Lithium exploration and development company, Lake Resources NL (ASX:LKE) has reached a key milestone by successfully concluding a strong and compelling Pre-Feasibility Study (PFS) into the technical and economic viability of the Company’s Kachi Lithium Brine Project.
Besides allowing Lake Resources to ramp up the project development initiatives, the PFS indicates the project’s potential to deliver high purity lithium carbonate product at premium pricing to Tier-1 electric vehicle makers, based on a sustainable and scalable process.
The PFS involved the costing and engineering of preferred process design alternatives aided by Lilac’s technology, with Hatch appointed to provide design and engineering services.
PFS Results – Compelling Economics, Cost Competitveness
The PFS offers LKE several aspects to understand the commercial viability of the financially robust project. Besides delivering an attractive potential financial performance, the unlevered project carries the following key PFS Metrics:
- Life of project EBITDA of US$3,890 million
- Annual EBITDA for the project of US$155 million, 62% EBITDA Margin
- Conservative long-term future price assumptions of USD 11,000/t for battery-grade lithium carbonate
- Competitive capital cost (capex) estimate of US$544 million including contingency, and operating cost (opex) of US$4178/tonne LI2CO3
- Pre-tax NPV8 of US$1050 million, 25% IRR
- Post-tax NPV8 of US$748 million, 22% IRR based on annual production target of 25,500 tpa LCE
- Indicated Mineral Resource for an initial 25 years
On the location front, the Kachi Lithium Brine project shares a prime location next to large producers in the Lithium Triangle that produces 40% of the world’s lithium at the lowest cost.
The Project is based on the Salar de Carachi Pampa where around 175 km2 area has been explored and is a host to 700 to 880-metre deep fault-bounded north-west orientated depression, while being partially obscured by a basalt shield volcano and associated debris fan.
Through its wholly-owned Argentine subsidiary Morena del Valle Minerals S.A., LKE’s 100% owned project includes 70,000 hectares of mineral concessions over the salar which was drilled 3150 metres in 15 holes into the salar, down to 400 metres depth, resulting in a maiden JORC resource of:
- 1.0 million tonnes LCE at 290 mg/L lithium (Indicated)
- 3.4 million tonnes LCE at 210 mg/L lithium (Inferred)
With resource remaining unclosed at depth as well as laterally, Lake Resources looks forward to further drilling to expand and upgrade the same.
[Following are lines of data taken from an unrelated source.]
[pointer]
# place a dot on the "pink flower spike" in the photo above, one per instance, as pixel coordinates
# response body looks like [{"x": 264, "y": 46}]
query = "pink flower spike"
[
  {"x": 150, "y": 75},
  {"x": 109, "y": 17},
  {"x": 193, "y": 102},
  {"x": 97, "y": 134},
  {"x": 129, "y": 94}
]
As reflected by an Mg/Li ratio of 3.8 to 4.6, and an average drainable porosity at 8%, the reserve is believed to have low impurities.
Moreover, the 25,500 tpa LCE production target for the PFS was centred on the 100% utilization of the JORC Indicated Resource and was free from any Inferred Resource.
The production of 25,500 tpa of battery-grade lithium carbonate is targeted by the plant design through the treatment of brine with Lilac’s direct lithium extraction technology based on ion exchange and involves the annual treatment of about 23 million cubic metres of brine at 250 g/L lithium, with an overall plant recovery of 83.2%.
Source: Company's Report
Further to the purification and concentration, the eluate is supplied into a traditional lithium carbonate plant, while the elimination of boron does not require solvent extraction plant.
Although the study was established on 24K mg/L feedstock to the lithium carbonate plant, the possibility of concentration to 60k mg/L lithium feedstock for the lithium concentrate shipping to the off-site has been indicated by the later developments by Lilac.
With no evaporation ponds used, the lithium-depleted brine reflects high purity and ensures low contamination and can be reinfused underground to support the Salar’s water balance and ensure sustainability.
The extraction test work is indicative of production of 99.9% lithium carbonate product with low impurities within several hours through Lilac process, unlike 18 to 24 months for conventional evaporative concentration processes.
The Road Ahead
The expected premium pricing for a preferred high-grade product is aiding the process of negotiations regarding the financing. The PFS results offer a robust room for these negotiations as well as for a definitive feasibility study (DFS).
The PFS has shown a robust engineering and cost case untill now, while additional engineering studies are expected to be driven to reduce operating and capital costs for the project, according to the company.
LKE believes that :
- Replacing gas with a solar PV and storage system for 8-12 hours per day can help to partially reduce the operating cost
- Optimization of the plant layout to minimize earthworks, concrete, and steel and completing a pilot project to reduce contingency can help to limit capital cost
Further, the Company looks forward to delivering product samples from the pilot plant modules to prospective off-takers and additional engineering work to lower up-front capital and continuing operating costs.
Backed by the latest encouraging results, LKE is optimistic of progressing the project further. While being confident of further resource development to extend the life of the project, the company anticipates considering staged development beginning indicatively at 10K tpa LCE.
LKE stock last traded at AUD 0.038 on 30 April 2020.